Da Utilitalia nuove indicazioni per rendere la filiera dei rifiuti tessili più trasparente e sostenibile.
Che fine fanno i capi di abbigliamento di cui ci sbarazziamo per fare spazio nell’armadio ai nuovi acquisti? Domanda lecita; risposta che spesso, però, conduce all’illecito. Sì, perché purtroppo la filiera degli indumenti usati, nonostante abbia origine dal mandato di solidarietà dei cittadini, non sempre rispetta etica e legalità, finendo per alimentare un traffico intorno al quale ruotano grandi profitti.
«Il settore, come abbiamo visto, ha avuto diversi casi di illegalità. Parlo di giro bolla, esportazioni illegali, mancata selezione e igienizzazione, smaltimento illecito degli scarti e anche infiltrazioni mafiose. Insomma, questa filiera non si è fatta mancare nulla», Stefano Vignaroli, Presidente Commissione Ecomafie.
Per questo Utilitalia ha voluto fornire alle proprie associate Linee guida per selezionare operatori onesti, promuovendo una più ampia tracciabilità della filiera.
«Queste Linee guida non vanno intese come una normativa specifica, ma quanto più come uno strumento per aiutare la stazione appaltante a conoscere il settore», Alberto Ferro, coordinatore Commissione raccolta differenziata e riciclaggio Utilitalia.
Anche perché dal 1° gennaio 2025 scatterà in tutta Europa l’obbligo di raccolta differenziata dei rifiuti tessili, scadenza che in Italia è stata anticipata al 1° gennaio 2022. Tre sono gli obiettivi che la federazione si è posta nello stilare le linee guida, come illustrato da Simona Barchiesi, Area Giuridico Legislativa e Fiscale Utilitalia: «Il primo è stato quello di implementare la trasparenza e la legalità della filiera; il secondo obiettivo è quello di valorizzare tutti gli operatori; connesso al primo e al secondo, il terzo obiettivo è quello di rendere effettivi gli obiettivi solidali».
Tra i macro temi a cui il documento riserva particolare attenzione vi è l’annosa questione dell’abusivismo, il primo anello di filiere potenzialmente non tracciate e prive di garanzie di trasparenza, come spiegato da Bernardo Piccioli, Settore Ambiente Utilitalia: «Il primo suggerimento che ci siamo sentiti di dare alle stazioni appaltanti è, a prescindere dalla modalità di affidamento adottata, quella di vigilare con il supporto dell’appaltatore sull’effettuazione di raccolte abusive, siano esse effettuate attraverso contenitori stradali o tramite raccolte porta a porta».
Dal canto loro gli operatori della filiera lamentano la mancanza di impianti, soprattutto quelli di destinazione finale.
«Non esistono.
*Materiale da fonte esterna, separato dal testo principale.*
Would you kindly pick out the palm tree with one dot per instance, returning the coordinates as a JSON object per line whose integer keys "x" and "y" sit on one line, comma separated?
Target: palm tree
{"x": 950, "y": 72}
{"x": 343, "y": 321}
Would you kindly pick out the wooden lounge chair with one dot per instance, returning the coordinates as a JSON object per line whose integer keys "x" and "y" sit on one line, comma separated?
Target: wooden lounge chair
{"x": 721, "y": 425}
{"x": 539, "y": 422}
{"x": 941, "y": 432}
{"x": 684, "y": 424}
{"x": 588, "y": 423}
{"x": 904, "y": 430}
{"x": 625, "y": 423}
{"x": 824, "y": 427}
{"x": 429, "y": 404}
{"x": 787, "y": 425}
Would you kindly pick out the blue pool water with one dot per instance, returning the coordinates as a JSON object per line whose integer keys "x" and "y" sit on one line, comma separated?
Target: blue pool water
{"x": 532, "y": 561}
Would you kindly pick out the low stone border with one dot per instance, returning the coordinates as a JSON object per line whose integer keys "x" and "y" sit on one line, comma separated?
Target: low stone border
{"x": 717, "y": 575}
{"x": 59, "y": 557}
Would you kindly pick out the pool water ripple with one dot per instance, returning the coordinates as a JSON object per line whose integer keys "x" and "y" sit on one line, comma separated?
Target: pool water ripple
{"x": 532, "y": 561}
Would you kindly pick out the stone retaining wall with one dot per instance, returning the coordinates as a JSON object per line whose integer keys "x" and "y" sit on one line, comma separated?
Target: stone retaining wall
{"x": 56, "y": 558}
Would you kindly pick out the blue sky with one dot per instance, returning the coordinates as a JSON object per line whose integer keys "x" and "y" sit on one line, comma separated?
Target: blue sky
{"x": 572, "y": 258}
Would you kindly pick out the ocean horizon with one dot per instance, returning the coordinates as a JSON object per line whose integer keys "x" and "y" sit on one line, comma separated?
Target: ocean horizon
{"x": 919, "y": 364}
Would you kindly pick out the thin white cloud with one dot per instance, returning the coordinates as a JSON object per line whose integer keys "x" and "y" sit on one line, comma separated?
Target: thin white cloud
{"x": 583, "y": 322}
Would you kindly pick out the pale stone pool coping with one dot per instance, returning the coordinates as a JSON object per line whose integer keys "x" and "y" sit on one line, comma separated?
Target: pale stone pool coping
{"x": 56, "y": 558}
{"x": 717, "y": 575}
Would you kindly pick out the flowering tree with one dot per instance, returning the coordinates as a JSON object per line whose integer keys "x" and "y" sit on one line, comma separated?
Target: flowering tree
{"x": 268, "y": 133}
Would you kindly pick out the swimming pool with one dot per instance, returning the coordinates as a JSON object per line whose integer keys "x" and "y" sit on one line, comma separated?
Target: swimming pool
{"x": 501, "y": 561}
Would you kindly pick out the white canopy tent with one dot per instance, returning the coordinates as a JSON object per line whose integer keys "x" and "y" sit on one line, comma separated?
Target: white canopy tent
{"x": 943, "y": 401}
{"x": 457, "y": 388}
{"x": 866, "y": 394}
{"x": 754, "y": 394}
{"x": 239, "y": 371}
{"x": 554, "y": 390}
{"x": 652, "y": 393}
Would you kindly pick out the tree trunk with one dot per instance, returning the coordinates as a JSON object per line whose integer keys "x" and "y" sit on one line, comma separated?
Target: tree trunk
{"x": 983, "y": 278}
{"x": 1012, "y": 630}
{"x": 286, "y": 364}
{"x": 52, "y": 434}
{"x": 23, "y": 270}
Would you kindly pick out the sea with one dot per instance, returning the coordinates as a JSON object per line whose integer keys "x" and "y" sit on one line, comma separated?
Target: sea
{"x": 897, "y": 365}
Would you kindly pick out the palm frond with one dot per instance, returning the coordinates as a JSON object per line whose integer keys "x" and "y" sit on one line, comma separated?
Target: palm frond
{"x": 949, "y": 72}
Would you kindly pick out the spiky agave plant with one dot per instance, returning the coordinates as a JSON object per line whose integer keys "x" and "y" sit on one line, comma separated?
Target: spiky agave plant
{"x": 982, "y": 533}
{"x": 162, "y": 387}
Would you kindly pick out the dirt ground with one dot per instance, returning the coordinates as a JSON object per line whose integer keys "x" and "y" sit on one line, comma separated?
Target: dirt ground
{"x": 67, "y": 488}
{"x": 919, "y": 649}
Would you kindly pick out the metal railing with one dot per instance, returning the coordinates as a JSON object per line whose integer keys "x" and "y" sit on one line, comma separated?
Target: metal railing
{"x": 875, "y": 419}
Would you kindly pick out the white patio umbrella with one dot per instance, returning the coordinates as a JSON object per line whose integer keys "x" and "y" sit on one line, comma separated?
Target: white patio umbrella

Non sono, come può immaginare qualcuno, impianti nei quali si compie il ciclo del riuso e riciclo, ma sono impianti tipicamente di selezione. Rarissimamente si occupano anche di riciclare quel 60% che non è riusabile; quello di qualità è ceduto alle aziende di Prato, in gran parte finisce in India e Pakistan ad altre imprese che riciclano in maniera rudimentale», Andrea Fluttero, Presidente CONAU.
Insomma, intorno alla filiera della frazione tessile ci sono ancora tanti nodi da sciogliere, a partire dal ruolo delle imprese nelle loro funzioni di stazioni appaltanti, a cui spetterebbe anche il compito di vigilare sulle raccolte illecite.
«Stiamo parlando di un settore che non chiude il ciclo per gran parte di questi rifiuti all’interno del territorio nazionale e si rivolge ad impianti esteri, ma è anche vero che le nostre imprese sono chiamate ad essere responsabili del rifiuto fino alla loro destinazione finale. Questi elementi di verifica dei vari passaggi della filiera non sono sostitutivi dei controlli delle istituzioni o delle forze dell’ordine ma sono preventivi rispetto all’affidamento di un servizio a un soggetto terzo e noi siamo chiamati a verificare che quest’ultimo abbia i requisiti e che si comporti correttamente», Filippo Brandolini, Vice Presidente Utilitalia.